L'Affûteur
(1894)
L'affûteur qui s'est accroupi
Au clair de lune, contre un bouleau,
Attend qu'il passe un beau lièvre
Tout en mâchonnant une vieille chique.
On dirait qu'il s'est endormi,
Ramassé dans sa camisole,
L'affûteur qui s'est accroupi
Au clair de lune, contre un bouleau.
Il fait si bon, par les nuits d'août...
La bête vient, saute et caracole.
Paf !... il se dresse comme un écureuil,
Au clair de lune, contre un bouleau,
L'affûteur qui s'est accroupi. |
Les Abeilles qui essaiment
(1894)
A
LLONS ! vite ! vite ! voilà les
abeilles qui essaiment
- Hie ! oui, da. -
- Courez tout de suite chercher les couvercles de marmite et le
chaudron troué qui est au fournil.
Vite ! appelez Hubert pour venir tintamarrer avec nous. Donnez-lui le
vieux bidon et le tisonnier.
C'est cela. Frappez, frappez encore plus fort
Je vous l'avais bien dit, n'est-ce pas, qu'elles essaimeraient
aujourd'hui ! Celles de Jacques ont essaimé avant-hier, et
depuis ce matin, celles-ci « font la barbe » (1).
Allons donc, mes amis, si vous ne frappez pas plus fort, elles vont
tantôt s'en aller.
C'est bien dommage qu'on ne sache pas les paroles qu'il faut dire !
Regardez quelle armée d'abeilles ! Il y en a encore mille et
mille !
Ecoutez un peu quel bourdonnement, quelle rumeur il y a là
dedans !
Faites du bruit, encore !
Elles vont se jeter dans la haie ou sur le petit groseiller !
Elles tombent dans la haie : Il n'y a plus besoin de tintamarrer, c'est
bon ainsi !
Nous aurons bien difficile de les rassembler. Allez chercher la vieille
ruche qui est derrière le rucher et rapportez-moi mon
capuchon en même temps.
Laissons-les un instant tranquilles. Elles vont se rassembler et nous
les aurons toutes.
Tenez ! voilà le capuchon, les moufles et la ruche.
Faites doucement, savez ! tâchez de les secouer d'un plein
coup, - et prenez garde à vous, qu'elles ne vous piquent !
Voilà l'affaire faite.
Laissons la ruche en paix jusqu'à la nuit.
Et maintenant, Hubert, venez boire la goutte ! Nous l'avons bien
gagnée.
Les abeilles ont essaimé !
________________________________
(1) Se dit des abeilles quand elles se suspendent
à un arbre, en grappe, en forme de barbe.
Bohémiens
(1898)
D
EPUIS deux jours la Meuse est prise et il
fait un froid de diable.
Le pays est blanc sous la neige. Les petits oiseaux ne savent
où s'abriter. Les corbeaux, eux, tournoient à
travers la campagne en croassant. Dans les hautes branches des arbres,
la bise se déchaîne à vous rendre fou.
A Engis, une roulotte toute démantibulée, et qui
ne tient plus pièce ensemble s'est
arrêtée.
L'homme, un grand noir frisé, a dételé
le cheval.
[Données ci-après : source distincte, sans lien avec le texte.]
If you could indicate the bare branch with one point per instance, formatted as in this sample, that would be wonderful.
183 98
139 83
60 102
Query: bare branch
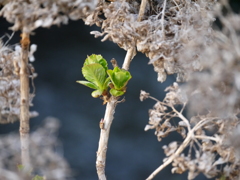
24 109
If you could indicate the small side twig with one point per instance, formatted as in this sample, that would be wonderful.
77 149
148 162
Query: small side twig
106 126
24 96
Laissant voir des cuisses comme des cercles de tonneau, la
pauvre bête, qui n'en peut quasi plus, pèle avec
ses dents les buissons d'alentour.
Prés du pont du ruisseau, deux gamins à genoux,
soufflent de toutes leurs forces et se mettent en sueur pour allumer
des branchettes qui ne veulent pas brûler.
Auprès d'eux, leur mère, assise sur une chaise
qui n'a que trois pieds, tresse une manne, avec un tas d'osiers sur les
genoux.
Accroupie contre la roue de la roulotte, avec sur ses
épaules un grand vilain surtout de soldat, une vieille
femme, sûrement la mère de l'homme, fume dans une
courte pipe de terre, et déplume la poule grasse qu'elle a
larronnée en passant le matin au village de Ramet.
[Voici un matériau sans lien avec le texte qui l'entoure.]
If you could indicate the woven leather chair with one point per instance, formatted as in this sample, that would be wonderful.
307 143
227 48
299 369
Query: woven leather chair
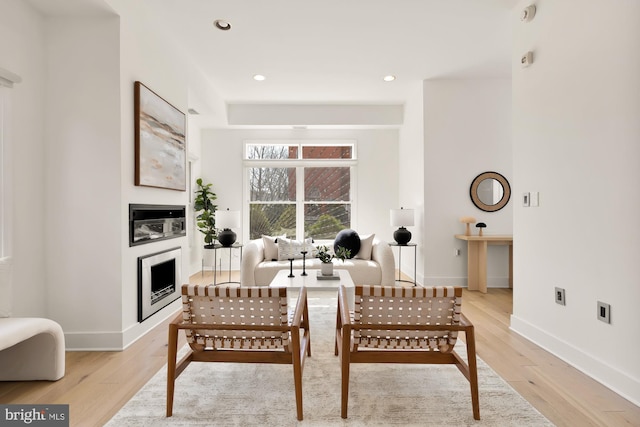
240 324
404 325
C'est elle qui tire les cartes dans les fêtes du Condroz.
Elle passe pour avoir plus de nonante ans. Une mèche de
cheveux gris sort de son bonnet sale et le vent fait voltiger autour
d'elle le duvet de la poule qu'elle tient dans ses doigts crochus.
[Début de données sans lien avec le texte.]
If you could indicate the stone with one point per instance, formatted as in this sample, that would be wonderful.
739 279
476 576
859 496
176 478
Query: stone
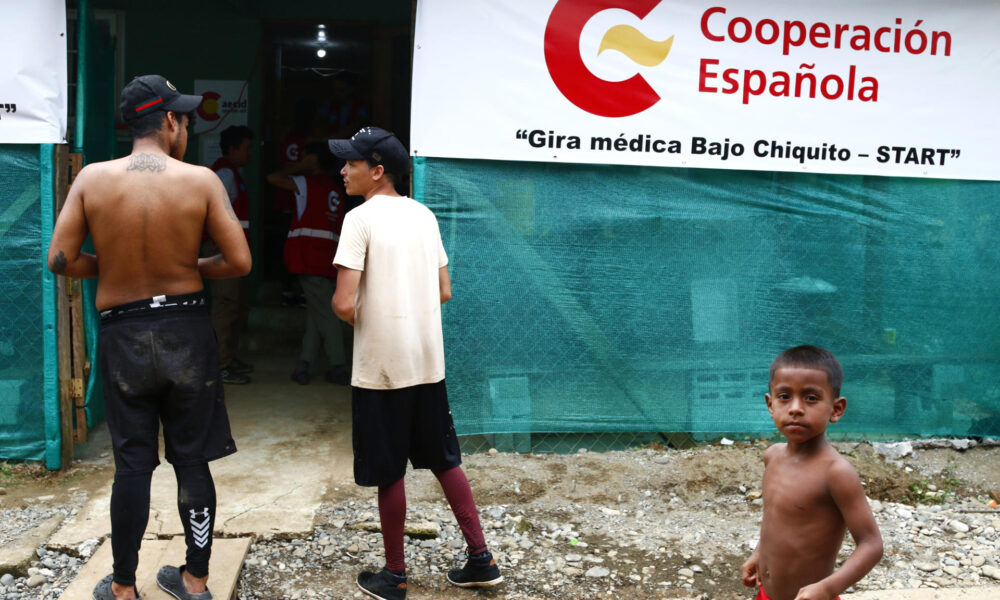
958 526
893 451
963 444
Au milieu d'eux, une pie, les ailes coupées, sautille et va
de tous côtés. Par la porte, on voit à
l'intérieur de la roulotte, un pauvre vieux singe
recroquevillé dans une camisole, et qui grimace tout en
toussant.
Et, debout au milieu du chemin, les deux bras croisés,
l'homme aux yeux verts de chat regarde au-dessus de la Meuse une bande
de canards sauvages qui s'envole du côté du soleil.